The CSYSA administration office is where the Pike main office used to be. The gym, which has “surprisingly good acoustics,” according to Reinsch, is used for practices by each of the seven groups, with the other rooms available for “sectional” practices by sub-groups such as woodwinds, brass or percussion, which have their own coaches. “Thank goodness, the cinderblock walls, help with the sound, so there's not a lot of bleed-through,” she said.
The organization's locale for the past eight years had been the Benet-Hill Monastery on the city's eastside, but a tightening space situation there forced the move. “For the last couple of years, we've been looking for a place we could call home,” Reinsch related. Knowing District 11 was planning some building changes, “we said if there is an opening, let us know. They showed us Pike, and we liked that it was up on a hill in a nice neighborhood.”
Leasing a District 11 facility “made sense” because the Youth Symphony was already “partnering” with District 11 in terms of student musical development, she said.
For one of the musicians in the Youth Symphony, viola player Rachael Richardson, the Pike facility is quite familiar. She, along with her parents, uncles and aunts, attended the school, and even now, as a Coronado freshman, she walks from her grandmother's house to go to practice. “It feels real nice” to come back,” she said. “I miss this school, and I felt bad when it closed. I was excited when the Youth Symphony moved there, because I have lots of memories at the school.”
One of those memories is of the gym itself. “I remember it being so big,” she said. “Now it seems real small.”
The only concern for the CSYSA about Pike is how long it can stay there. Reinsch would like it to be long-term, but District 11 has tentative, long-range plans in which the association could become part of a Wasson High arts magnet program. But it's not certain yet if that will happen. “We're kind of waiting to see how that goes,” Fleecs said. “It all depends on what they develop at the school.”
The Wasson magnet idea was a closure alternative that came out of the reutilization meetings. The Board of Education is scheduled to consider the idea in greater detail during the current school year.

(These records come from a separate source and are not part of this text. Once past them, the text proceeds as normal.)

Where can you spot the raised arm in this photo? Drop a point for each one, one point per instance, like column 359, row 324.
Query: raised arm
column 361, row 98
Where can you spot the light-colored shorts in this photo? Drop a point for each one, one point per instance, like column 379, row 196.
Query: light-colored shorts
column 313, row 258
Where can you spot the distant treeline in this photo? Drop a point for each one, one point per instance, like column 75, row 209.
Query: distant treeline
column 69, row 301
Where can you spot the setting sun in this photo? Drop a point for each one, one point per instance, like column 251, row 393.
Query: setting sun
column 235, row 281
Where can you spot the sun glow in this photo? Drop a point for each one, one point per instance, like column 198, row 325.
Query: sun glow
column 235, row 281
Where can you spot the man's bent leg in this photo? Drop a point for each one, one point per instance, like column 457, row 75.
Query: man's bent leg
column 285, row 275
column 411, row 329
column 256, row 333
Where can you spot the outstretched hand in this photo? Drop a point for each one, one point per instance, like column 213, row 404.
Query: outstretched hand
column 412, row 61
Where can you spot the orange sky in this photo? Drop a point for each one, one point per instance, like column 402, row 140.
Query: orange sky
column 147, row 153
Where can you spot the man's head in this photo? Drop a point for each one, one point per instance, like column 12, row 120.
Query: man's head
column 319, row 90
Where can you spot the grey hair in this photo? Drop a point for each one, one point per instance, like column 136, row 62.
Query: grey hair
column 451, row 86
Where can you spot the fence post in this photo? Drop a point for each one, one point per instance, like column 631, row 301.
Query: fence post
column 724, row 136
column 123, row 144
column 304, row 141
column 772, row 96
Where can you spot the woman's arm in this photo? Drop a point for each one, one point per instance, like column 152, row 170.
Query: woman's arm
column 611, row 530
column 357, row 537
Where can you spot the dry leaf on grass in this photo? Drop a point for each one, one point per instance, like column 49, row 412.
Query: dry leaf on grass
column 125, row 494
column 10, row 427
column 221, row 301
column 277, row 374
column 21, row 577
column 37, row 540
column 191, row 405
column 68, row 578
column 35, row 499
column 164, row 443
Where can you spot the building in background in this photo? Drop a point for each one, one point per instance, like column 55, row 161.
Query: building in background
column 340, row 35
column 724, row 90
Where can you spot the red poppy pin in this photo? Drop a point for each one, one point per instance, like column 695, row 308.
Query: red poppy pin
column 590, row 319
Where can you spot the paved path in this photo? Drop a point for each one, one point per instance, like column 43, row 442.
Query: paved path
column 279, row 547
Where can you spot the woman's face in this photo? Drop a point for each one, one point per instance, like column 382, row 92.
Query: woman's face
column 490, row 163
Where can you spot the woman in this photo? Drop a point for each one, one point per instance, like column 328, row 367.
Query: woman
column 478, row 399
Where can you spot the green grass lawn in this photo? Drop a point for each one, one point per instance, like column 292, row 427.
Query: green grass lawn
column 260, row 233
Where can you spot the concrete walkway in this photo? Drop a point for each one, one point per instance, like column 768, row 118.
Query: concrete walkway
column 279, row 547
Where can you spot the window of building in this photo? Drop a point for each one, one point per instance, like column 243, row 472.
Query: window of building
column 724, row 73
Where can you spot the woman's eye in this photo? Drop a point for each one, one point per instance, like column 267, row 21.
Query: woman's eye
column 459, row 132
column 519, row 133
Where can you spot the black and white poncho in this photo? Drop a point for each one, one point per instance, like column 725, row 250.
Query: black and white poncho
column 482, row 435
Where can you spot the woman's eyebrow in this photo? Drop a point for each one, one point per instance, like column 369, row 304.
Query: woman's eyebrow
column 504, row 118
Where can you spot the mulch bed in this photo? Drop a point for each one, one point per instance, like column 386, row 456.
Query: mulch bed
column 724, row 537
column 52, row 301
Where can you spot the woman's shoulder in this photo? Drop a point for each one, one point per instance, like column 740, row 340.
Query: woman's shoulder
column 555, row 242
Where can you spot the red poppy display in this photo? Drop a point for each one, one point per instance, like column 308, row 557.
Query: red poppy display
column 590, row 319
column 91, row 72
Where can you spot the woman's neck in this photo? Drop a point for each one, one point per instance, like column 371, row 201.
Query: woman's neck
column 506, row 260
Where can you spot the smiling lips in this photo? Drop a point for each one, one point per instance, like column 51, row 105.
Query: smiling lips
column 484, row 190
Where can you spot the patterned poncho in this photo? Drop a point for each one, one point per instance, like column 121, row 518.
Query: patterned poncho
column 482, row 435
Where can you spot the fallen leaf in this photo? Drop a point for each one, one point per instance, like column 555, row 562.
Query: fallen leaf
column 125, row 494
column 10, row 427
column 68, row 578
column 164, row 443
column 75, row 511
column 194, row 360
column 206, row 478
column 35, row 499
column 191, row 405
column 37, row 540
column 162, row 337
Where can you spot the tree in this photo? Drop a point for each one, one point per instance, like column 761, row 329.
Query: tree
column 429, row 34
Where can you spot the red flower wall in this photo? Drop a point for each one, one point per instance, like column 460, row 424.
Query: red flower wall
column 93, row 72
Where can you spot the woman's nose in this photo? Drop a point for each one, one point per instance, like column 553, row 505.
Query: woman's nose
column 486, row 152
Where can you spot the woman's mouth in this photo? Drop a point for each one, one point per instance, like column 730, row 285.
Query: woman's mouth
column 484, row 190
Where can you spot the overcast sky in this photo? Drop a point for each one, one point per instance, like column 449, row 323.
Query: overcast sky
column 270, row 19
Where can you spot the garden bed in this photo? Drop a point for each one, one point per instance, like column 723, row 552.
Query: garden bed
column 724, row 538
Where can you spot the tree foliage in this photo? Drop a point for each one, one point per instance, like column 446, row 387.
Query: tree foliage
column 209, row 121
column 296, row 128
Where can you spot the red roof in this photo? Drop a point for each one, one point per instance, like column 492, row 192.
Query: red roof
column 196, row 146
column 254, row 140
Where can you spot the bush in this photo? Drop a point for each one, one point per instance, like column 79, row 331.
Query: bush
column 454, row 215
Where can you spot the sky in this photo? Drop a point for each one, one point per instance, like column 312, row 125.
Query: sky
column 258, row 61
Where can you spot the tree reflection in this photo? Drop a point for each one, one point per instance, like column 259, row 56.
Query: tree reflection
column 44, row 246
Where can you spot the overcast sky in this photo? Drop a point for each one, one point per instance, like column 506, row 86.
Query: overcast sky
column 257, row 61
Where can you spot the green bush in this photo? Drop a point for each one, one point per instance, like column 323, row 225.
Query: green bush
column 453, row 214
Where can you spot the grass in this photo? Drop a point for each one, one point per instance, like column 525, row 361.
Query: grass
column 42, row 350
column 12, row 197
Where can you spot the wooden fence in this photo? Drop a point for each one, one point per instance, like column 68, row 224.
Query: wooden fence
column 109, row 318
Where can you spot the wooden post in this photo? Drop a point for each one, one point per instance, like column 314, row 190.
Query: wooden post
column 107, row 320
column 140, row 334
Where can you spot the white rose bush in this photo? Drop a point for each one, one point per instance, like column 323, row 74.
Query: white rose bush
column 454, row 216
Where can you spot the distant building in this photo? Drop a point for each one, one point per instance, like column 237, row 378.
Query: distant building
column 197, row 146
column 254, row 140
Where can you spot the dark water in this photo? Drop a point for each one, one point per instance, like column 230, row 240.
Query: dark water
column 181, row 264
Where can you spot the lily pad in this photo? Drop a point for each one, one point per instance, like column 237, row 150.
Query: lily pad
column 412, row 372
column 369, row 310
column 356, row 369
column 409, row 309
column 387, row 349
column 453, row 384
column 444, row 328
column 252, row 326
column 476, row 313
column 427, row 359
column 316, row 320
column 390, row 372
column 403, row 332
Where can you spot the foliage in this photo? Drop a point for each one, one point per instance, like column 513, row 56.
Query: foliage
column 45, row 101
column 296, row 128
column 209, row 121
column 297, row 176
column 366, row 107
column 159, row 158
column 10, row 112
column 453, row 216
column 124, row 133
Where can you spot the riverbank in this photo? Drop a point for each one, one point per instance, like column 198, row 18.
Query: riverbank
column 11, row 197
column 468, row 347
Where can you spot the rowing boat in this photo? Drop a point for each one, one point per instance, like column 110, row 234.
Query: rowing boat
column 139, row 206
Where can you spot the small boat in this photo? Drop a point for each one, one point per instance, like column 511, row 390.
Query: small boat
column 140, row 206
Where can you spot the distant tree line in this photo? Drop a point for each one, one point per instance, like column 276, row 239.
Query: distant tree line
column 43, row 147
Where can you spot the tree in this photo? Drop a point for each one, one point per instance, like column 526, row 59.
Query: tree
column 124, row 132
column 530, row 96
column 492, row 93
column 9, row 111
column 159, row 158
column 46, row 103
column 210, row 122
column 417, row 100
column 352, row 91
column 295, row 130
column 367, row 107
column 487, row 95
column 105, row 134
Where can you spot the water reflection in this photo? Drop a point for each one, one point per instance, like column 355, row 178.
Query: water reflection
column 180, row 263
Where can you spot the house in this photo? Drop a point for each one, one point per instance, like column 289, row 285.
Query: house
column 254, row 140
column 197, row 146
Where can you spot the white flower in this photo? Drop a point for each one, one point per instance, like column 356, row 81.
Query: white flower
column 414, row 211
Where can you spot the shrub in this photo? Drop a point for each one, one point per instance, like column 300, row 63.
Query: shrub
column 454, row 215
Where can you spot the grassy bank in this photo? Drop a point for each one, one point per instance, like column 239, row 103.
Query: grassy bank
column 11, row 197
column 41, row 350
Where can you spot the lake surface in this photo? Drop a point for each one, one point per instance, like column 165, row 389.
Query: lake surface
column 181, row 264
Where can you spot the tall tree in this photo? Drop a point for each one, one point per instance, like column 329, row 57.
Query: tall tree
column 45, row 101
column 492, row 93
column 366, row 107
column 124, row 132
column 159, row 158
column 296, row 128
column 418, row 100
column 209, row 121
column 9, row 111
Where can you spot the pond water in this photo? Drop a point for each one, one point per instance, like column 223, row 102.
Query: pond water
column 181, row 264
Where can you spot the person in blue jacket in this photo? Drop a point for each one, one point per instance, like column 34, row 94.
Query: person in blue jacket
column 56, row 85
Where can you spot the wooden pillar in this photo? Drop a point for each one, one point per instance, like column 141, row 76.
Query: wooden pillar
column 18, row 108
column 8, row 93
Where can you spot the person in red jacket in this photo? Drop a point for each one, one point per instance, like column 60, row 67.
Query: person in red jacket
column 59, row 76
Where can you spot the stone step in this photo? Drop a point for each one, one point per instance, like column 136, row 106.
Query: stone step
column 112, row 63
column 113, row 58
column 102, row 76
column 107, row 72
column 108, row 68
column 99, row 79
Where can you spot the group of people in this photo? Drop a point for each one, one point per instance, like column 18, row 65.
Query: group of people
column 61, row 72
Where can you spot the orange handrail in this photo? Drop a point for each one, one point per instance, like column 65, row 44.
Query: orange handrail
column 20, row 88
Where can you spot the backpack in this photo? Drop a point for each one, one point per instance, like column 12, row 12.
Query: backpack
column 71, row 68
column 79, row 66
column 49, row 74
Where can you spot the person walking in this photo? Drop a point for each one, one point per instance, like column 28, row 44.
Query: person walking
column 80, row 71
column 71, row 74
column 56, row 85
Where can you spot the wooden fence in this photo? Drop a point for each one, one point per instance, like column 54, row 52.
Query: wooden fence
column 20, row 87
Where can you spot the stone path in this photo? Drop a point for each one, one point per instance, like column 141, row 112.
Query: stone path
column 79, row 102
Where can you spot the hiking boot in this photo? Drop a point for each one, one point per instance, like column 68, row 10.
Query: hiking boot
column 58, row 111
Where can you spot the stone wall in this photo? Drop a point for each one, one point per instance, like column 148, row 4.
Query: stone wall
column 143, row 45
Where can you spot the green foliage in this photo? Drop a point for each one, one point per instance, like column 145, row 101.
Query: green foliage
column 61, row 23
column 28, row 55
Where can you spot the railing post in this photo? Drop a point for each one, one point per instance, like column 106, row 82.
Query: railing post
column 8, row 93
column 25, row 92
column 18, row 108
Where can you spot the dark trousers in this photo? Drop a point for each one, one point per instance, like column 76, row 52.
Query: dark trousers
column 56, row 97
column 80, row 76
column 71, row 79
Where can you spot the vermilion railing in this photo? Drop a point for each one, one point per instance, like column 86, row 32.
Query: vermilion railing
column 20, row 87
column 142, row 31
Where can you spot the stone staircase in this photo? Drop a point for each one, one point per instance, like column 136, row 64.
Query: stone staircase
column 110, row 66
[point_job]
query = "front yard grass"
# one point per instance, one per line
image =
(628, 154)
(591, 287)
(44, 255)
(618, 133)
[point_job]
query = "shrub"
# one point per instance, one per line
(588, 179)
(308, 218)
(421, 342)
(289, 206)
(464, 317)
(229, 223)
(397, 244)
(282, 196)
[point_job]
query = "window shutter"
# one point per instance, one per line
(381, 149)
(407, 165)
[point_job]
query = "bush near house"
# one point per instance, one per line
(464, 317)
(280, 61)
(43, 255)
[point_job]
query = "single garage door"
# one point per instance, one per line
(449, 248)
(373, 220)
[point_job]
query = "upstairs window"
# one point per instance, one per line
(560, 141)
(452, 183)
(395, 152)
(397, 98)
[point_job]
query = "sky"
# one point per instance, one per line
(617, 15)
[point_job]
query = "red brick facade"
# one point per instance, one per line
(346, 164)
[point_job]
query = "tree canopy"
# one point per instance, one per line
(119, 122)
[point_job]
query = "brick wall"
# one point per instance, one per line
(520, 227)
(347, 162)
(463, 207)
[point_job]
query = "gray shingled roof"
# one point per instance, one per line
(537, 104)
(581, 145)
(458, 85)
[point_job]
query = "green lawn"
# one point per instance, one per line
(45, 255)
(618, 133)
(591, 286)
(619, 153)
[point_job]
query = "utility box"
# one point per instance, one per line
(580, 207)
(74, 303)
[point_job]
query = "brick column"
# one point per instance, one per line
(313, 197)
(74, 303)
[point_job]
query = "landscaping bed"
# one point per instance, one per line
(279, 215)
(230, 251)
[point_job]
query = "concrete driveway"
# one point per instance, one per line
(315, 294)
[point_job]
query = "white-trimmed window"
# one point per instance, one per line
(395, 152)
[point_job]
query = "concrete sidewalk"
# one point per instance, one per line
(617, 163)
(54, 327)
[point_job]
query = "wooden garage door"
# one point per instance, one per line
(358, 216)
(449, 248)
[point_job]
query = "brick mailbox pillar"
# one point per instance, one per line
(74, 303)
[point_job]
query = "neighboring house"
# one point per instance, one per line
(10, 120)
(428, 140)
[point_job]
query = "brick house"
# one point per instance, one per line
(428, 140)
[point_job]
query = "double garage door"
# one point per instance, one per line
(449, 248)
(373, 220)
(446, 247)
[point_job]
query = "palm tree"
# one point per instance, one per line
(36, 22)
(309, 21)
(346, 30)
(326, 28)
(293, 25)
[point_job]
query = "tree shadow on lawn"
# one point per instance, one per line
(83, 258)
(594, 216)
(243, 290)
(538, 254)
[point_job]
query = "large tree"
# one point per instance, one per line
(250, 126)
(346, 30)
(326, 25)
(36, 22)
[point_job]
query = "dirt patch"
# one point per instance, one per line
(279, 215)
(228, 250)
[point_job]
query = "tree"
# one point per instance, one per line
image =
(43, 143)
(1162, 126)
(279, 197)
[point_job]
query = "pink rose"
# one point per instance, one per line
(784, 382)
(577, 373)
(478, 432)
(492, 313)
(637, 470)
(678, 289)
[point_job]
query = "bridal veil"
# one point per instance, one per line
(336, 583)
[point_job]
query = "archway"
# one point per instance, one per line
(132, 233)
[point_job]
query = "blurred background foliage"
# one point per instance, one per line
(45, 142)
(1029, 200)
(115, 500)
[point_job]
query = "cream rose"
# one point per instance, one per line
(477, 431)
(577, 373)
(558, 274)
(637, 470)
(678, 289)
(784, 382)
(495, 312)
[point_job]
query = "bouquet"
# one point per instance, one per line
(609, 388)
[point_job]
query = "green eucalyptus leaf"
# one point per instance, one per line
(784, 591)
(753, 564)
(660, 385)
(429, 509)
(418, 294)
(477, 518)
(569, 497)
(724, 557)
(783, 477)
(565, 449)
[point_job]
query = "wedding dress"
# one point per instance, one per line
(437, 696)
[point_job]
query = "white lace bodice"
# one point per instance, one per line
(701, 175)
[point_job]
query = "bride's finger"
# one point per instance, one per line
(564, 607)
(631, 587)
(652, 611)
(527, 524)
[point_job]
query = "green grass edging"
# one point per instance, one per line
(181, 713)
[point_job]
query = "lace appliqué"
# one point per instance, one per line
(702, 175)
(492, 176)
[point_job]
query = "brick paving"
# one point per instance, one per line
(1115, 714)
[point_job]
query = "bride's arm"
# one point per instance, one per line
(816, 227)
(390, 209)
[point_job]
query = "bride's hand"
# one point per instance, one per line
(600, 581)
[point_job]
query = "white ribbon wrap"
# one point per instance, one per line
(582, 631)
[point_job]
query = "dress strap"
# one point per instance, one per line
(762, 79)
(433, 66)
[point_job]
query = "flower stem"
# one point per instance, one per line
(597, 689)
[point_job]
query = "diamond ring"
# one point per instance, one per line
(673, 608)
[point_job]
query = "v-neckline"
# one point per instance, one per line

Regarding CSYSA activities, its website elaborates that the Youth Symphony “presents over 60 performances each year regionally, nationally, and internationally. The educational program features music camps, performing tours, leadership classes, a solo competition, exposure to all forms of orchestral literature, chamber music ensembles, and community collaborations.”
There is a fee for those who successfully audition into the Youth Symphony, but family income should not be a drawback for applying. “In quite a few cases,” money has been “found” to provide scholarships for needy musicians, Reinsch said.